Quelle entreprise française ne construit pas son budget annuel ?



Éric Schüller
Éric Schüller
Toutes ou presque car si elles ne l'utilisent pas pour elle-même, elles le communiquent généralement à leurs banquiers pour analyse et appréciations sur ses besoins financiers de développement.

Aussi ce budget peut prendre des formes assez diverses tel que :
- des budgets pointus car ils sont élaborés à l'aide de données historiques et analytiques
- des budgets rapides car réalisés sur un coin de table souvent par « manque de temps »
- des budgets qui ressemblent plus à un vœu qu'à la réalité du marché ou des finances de l'entreprise
- des budgets optimistes pour ne pas froisser la direction
- des budgets simplistes reprenant les résultats passés augmentés d'un coefficient

Or si tous ces budgets ont certes le mérite d'exister, rarement sont ceux qui sont proche de la réalité. Mais ce n'est pas tant leur élaboration qui pose problème mais plutôt l'utilisation qui en est faite pour piloter un service, une activité ou bien encore l'entreprise.

Car ils restent souvent figés sur l'exercice en cours et ce malgré les nombreux écarts qui alimentent des analyses souvent stériles qui ne font que constater que l'entreprise est finalement encore et toujours en décalage sur ses prévisions.

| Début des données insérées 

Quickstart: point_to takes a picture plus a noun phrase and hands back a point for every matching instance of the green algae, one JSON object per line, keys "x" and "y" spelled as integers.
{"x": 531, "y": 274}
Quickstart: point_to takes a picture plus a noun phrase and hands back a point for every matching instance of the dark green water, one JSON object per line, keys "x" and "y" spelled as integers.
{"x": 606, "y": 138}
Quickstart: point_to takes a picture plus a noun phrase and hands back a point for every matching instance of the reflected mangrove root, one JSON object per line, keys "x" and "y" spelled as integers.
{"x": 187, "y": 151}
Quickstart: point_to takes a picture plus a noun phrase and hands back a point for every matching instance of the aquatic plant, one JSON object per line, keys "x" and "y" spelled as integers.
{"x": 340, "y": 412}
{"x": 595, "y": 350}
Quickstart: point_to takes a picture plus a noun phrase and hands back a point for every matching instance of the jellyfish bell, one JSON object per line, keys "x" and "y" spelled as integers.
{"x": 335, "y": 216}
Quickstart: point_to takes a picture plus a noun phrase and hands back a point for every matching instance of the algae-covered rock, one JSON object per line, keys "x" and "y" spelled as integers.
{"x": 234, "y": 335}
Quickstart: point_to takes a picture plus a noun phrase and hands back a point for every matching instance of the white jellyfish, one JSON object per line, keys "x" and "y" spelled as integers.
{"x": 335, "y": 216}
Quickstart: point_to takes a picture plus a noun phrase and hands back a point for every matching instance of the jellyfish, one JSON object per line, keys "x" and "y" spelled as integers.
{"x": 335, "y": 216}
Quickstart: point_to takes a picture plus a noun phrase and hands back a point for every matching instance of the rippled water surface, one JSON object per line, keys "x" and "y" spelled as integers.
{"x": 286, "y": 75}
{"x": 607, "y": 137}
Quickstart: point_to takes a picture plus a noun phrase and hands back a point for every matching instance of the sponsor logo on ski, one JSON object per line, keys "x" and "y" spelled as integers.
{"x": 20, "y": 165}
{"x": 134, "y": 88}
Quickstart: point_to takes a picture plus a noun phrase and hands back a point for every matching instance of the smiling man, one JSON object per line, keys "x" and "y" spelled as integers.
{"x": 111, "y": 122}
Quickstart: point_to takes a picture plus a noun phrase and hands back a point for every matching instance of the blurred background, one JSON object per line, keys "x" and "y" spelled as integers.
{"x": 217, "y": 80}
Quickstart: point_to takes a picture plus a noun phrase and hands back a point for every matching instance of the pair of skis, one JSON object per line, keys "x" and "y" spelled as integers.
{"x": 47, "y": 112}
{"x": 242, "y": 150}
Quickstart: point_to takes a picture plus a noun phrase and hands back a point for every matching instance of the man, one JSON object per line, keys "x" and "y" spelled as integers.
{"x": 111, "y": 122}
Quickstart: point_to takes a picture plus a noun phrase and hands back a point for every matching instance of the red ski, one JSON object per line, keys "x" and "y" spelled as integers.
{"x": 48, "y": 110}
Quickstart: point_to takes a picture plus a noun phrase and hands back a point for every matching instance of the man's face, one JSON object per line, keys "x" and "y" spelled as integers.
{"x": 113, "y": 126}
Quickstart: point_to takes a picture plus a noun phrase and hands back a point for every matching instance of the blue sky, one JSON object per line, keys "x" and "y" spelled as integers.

Dans ce cas, quelle crédibilité donner à un budget qui s'avère être systématiquement éloigné des réalités auxquelles sont confrontées les équipes opérationnelles comme la concurrence ou les difficultés économiques de ses clients.

Dans ce dernier cas, ne serait-il pas plus réaliste en période de crise profonde comme de difficultés passagères de se passer purement et simplement de toute gestion budgétaire ou bien encore d'envisager une gestion budgétaire beaucoup plus dynamique ?

Dans les deux cas, il faudra tenir compte :
du temps : le temps du budget est généralement celui de l'exercice comptable.

Le suivi budgétaire rythme le déroulé de l'année en cours et permet d 'établir un reporting régulier et généralement mensuel avec le réalisé.

Mais il focalise l'attention des managers sur des objectifs à court terme et induit des raisonnements plutôt orientés sur le passé, alors qu'aujourd'hui l'accent est mis sur les actions à développer afin de conduire la stratégie qui a été définie plutôt que sur les chiffres qui en découlent.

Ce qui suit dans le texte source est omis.